Acciona, vencedora do leilão promovido pela Cagepa para a prestação de serviços de esgotamento sanitário em 85 municípios paraibanos, foi mencionada em investigação por suspeita de corrupção na Espanha. A empresa espanhola aparece em apurações que apontam pagamento de propina no valor de € 620.000 a integrantes do Partido Socialista espanhol, esquema que envolve um ex-ministro.

Segundo as investigações daquele país, os recursos teriam sido destinados ao ex-ministro dos Transportes José Luis Ábalos. A informação sobre a ligação da Acciona ao caso consta em procedimentos policiais espanhóis que tratam do suposto repasse de valores a políticos do Partido Socialista.

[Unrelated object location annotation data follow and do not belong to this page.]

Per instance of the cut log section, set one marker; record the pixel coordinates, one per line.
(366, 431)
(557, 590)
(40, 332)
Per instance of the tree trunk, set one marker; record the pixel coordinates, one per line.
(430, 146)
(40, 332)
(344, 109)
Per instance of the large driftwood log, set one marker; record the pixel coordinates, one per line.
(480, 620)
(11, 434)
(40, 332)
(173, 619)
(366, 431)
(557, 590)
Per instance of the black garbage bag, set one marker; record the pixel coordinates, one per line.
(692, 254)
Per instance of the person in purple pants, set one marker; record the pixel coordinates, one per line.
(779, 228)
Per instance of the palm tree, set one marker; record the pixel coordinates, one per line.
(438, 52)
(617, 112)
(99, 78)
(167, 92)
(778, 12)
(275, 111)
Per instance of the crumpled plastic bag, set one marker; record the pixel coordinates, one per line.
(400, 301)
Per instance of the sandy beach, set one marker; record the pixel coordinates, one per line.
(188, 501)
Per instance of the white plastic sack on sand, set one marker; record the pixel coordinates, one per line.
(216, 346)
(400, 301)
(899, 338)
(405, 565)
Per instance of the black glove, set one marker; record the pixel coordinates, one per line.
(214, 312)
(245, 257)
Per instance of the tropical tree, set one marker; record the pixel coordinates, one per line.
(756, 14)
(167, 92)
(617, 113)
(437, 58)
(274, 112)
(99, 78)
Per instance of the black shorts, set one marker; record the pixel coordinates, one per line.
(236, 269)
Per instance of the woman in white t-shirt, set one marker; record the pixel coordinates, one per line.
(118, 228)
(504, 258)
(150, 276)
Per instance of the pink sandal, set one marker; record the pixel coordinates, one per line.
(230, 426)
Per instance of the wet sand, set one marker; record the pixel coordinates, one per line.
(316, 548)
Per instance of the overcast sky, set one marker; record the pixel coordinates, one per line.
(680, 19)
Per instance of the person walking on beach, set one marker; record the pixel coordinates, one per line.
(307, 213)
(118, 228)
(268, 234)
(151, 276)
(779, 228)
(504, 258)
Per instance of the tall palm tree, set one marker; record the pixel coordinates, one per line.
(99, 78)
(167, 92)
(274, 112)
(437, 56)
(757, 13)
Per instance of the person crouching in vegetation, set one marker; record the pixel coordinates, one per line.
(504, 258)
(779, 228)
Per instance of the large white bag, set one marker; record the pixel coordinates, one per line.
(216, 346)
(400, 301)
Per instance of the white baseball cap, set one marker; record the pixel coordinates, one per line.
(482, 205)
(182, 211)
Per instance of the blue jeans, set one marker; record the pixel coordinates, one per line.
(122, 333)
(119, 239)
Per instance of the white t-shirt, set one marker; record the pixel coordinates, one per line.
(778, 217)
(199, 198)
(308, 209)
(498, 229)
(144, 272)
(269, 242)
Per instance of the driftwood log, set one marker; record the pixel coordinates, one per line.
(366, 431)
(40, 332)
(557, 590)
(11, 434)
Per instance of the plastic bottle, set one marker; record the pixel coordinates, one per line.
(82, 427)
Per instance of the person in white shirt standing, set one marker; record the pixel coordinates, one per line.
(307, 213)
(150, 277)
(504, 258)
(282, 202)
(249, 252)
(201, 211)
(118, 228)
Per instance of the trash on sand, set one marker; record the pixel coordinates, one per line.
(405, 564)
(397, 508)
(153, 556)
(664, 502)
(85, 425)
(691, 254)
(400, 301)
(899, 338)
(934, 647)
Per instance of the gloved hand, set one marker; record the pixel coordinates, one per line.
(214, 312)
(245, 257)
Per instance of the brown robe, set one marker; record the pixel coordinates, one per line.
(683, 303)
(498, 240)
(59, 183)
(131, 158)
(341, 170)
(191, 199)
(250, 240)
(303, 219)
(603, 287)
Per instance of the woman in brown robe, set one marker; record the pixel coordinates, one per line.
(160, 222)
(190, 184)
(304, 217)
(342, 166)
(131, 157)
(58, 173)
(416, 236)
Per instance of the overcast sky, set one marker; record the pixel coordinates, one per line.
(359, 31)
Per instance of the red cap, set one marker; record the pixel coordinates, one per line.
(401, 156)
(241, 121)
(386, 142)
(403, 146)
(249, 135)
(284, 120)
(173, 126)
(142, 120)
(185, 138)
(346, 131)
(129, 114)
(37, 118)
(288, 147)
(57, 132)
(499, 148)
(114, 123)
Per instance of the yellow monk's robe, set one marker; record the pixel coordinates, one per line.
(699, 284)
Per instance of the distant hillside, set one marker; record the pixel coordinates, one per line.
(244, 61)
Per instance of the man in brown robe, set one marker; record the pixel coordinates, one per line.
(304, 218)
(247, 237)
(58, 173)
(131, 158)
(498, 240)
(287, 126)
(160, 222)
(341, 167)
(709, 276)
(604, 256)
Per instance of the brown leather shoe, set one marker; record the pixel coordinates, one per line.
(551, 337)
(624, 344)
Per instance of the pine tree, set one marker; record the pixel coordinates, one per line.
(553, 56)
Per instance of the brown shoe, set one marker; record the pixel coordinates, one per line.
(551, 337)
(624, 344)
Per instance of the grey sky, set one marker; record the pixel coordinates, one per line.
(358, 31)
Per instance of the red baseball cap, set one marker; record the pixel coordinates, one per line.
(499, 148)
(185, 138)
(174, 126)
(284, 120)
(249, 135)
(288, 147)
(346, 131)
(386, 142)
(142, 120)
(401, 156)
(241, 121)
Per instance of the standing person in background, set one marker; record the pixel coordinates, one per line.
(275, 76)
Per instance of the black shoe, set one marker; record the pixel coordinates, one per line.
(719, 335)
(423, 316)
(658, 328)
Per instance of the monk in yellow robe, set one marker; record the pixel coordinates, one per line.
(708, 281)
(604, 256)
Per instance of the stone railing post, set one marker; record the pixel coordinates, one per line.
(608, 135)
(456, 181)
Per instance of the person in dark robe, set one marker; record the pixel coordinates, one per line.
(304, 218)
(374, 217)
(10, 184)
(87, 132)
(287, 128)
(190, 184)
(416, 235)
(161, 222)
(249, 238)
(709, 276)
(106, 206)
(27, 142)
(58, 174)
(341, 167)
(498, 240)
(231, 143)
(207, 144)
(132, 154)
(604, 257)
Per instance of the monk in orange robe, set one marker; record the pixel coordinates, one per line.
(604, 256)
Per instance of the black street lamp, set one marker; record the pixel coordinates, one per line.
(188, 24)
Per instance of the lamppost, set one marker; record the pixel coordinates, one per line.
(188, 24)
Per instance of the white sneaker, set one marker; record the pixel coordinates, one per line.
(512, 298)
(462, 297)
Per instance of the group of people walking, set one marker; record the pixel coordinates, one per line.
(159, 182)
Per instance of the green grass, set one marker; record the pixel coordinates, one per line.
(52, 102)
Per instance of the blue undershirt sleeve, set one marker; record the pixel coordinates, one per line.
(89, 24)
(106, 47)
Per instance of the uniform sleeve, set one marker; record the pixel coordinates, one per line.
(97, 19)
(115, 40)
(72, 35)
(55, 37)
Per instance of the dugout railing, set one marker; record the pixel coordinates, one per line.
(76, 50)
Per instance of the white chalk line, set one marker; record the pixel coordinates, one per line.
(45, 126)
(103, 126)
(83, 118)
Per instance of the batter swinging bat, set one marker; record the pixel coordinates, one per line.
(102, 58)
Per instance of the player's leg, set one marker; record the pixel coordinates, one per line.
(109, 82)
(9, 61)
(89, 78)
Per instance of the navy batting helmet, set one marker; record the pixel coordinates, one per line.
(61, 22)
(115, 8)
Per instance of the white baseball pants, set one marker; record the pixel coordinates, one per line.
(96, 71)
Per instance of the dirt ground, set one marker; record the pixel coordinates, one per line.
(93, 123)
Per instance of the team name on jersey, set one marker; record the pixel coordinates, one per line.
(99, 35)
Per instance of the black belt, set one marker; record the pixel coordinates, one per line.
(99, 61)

A Acciona já mantém contratos no Brasil, entre eles o maior com o governo de São Paulo para a construção da Linha 6 do metrô, avaliado em R$ 19 bilhões. No setor de saneamento, a empresa atua em estados como Pernambuco, Paraná e Espírito Santo.

Em comunicado encaminhado à coluna de Lauro Jardim, do jornal O Globo, a Acciona informou que o ex-funcionário Fernando Agustín Merino Vera foi demitido e que abriu investigação interna para apurar os fatos e eventuais responsabilidades pessoais. A empresa acrescentou que, nas UTEs em que participa, existem compromissos formais de conformidade e ética, submetidos a auditorias periódicas.

A parceria público-privada (PPP) entre a Cagepa e a Acciona prevê investimentos totais de R$ 3 bilhões em 85 cidades do Litoral e do Alto Piranhas da Paraíba. O governo estadual informou que a meta com o projeto é elevar o atendimento de saneamento básico para 90% nas áreas contempladas, atualmente com índices de 46,4% e 6,7% nas duas regiões, respectivamente.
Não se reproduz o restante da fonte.